It is also important to bear in mind that Brain-to-Text is still at a disadvantage compared to traditional speech recognition systems as our data contained only several minutes of ECoG signals for each subject. This limited model complexity compared to traditional speech recognition systems, which are usually trained on thousands of hours of acoustic data and billions of words for language model training.
We evaluated the performance of our Brain-to-Text system with different dictionary sizes.
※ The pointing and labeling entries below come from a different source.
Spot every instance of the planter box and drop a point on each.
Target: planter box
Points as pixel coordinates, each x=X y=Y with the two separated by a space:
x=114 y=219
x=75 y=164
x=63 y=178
For this purpose, we created new dictionaries for every test phrase including the words that were actually spoken plus a set of randomized set of words from the full dictionary. Created dictionaries were the same for Brain-To-Text and randomized models to ensure that the words chosen had no influence on the comparison between models. The language model was limited to the words in the dictionary accordingly. This approach allowed us to perpetually increase the dictionary size.
3. Results
3.1. Regions of Discriminability
Figure 4 illustrates the spatio-temporal dynamics of the mean KL-div between the phone models on a joint brain surface (Talairach model, Talairach and Tournoux, 1988) for nine temporal intervals with co-registered electrodes of all subjects. KL-div values plotted in Figure 4 exceed 99% of the KL-div values with a randomized phone-alignment (data shifted by half its length while the labels remain the same).
Figure 4. Mean Kullback-Leibler Divergences between models for every electrode position of every subject. Combined electrode montage of all subjects except subject 4 in common Talairach space. Heat maps on rendered average brain shows regions of high discriminability (red). All shown discriminability exceeds chance level (larger than 99% of randomized discriminabilities). The temporal course of regions with high discriminability between phone models shows early differences in diverse areas up to 200 ms before the actual phone production. Phone models show high discriminability in sensorimotor cortex 50 ms before production and yield different models in auditory regions of the superior temporal gyrus 100 ms after production.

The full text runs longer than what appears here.